The root of the problem is that strongly named assemblies can only statically reference other strongly named assemblies. (They can use reflection to use simply named assemblies, but that's beside the point here.) Part of the process of adding that ActiveX control to your project involves generating a managed wrapper assembly around it, and unfortunately Visual Studio does not sign that assembly. So, when you try to sign your assembly you'll get compiler errors along the lines of:
error CS1577: Assembly generation failed -- Referenced assembly 'Interop.SHDocVw' does not have a strong name
The solution to the problem is to generate the wrapper assemblies with a strong name. You can use the SDK tool AxImp to accomplish this.

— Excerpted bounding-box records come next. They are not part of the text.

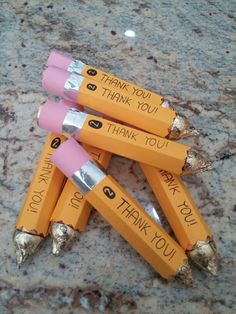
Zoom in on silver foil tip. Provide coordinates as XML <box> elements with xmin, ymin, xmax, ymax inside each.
<box><xmin>182</xmin><ymin>149</ymin><xmax>213</xmax><ymax>175</ymax></box>
<box><xmin>167</xmin><ymin>114</ymin><xmax>199</xmax><ymax>140</ymax></box>
<box><xmin>50</xmin><ymin>222</ymin><xmax>79</xmax><ymax>255</ymax></box>
<box><xmin>175</xmin><ymin>260</ymin><xmax>195</xmax><ymax>287</ymax></box>
<box><xmin>188</xmin><ymin>240</ymin><xmax>217</xmax><ymax>276</ymax></box>
<box><xmin>13</xmin><ymin>230</ymin><xmax>44</xmax><ymax>266</ymax></box>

For instance, if you wanted to wrap the IE engine, you would use:
sn -k shdocvw.snk
AxImp %WINDIR%\System32\shdocvw.dll /keyfile:shdocvw.snk
Which would create a pair of assemblies AxSHDocVw.dll and SHDocVw.dll you can use in place of the versions that Visual Studio generates on its own.
Of course, in Whidbey, Windows Forms has a web browser control, which finally gets rid of the need to have wrapper assemblies around shdocvw.dll :-)
Updated 1/14/05: Daniel Schlößer points out that you don't have to drop out to the SDK tools, Visual Studio 2003 lets you set a project setting in order to have the IDE generate strongly named wrapper assemblies.
Comments
- Anonymous
January 13, 2005
Or in Visual Studio.NET 2003 you can put the path to your key file on the Project settings dialog under wrapper assembly key file and key name, and the IDE creates the strong name wrapper assembly automatically when you add a reference to an activex control. - Anonymous
January 13, 2005
Absolutely, I've updated the main post to point that out as well.
-Shawn - Anonymous
January 26, 2005
Clarification... I believe that property is only available via C# in vs2003. In VB.Net you need to use the sdk.
re: How to link to an ActiveX Control from a Strongly Named Assembly
Or in Visual Studio.NET 2003 you can put the path to your key file on the Project settings dialog under wrapper assembly key file and key name, and the IDE creates the strong name wrapper assembly automatically when you add a reference to an activex control.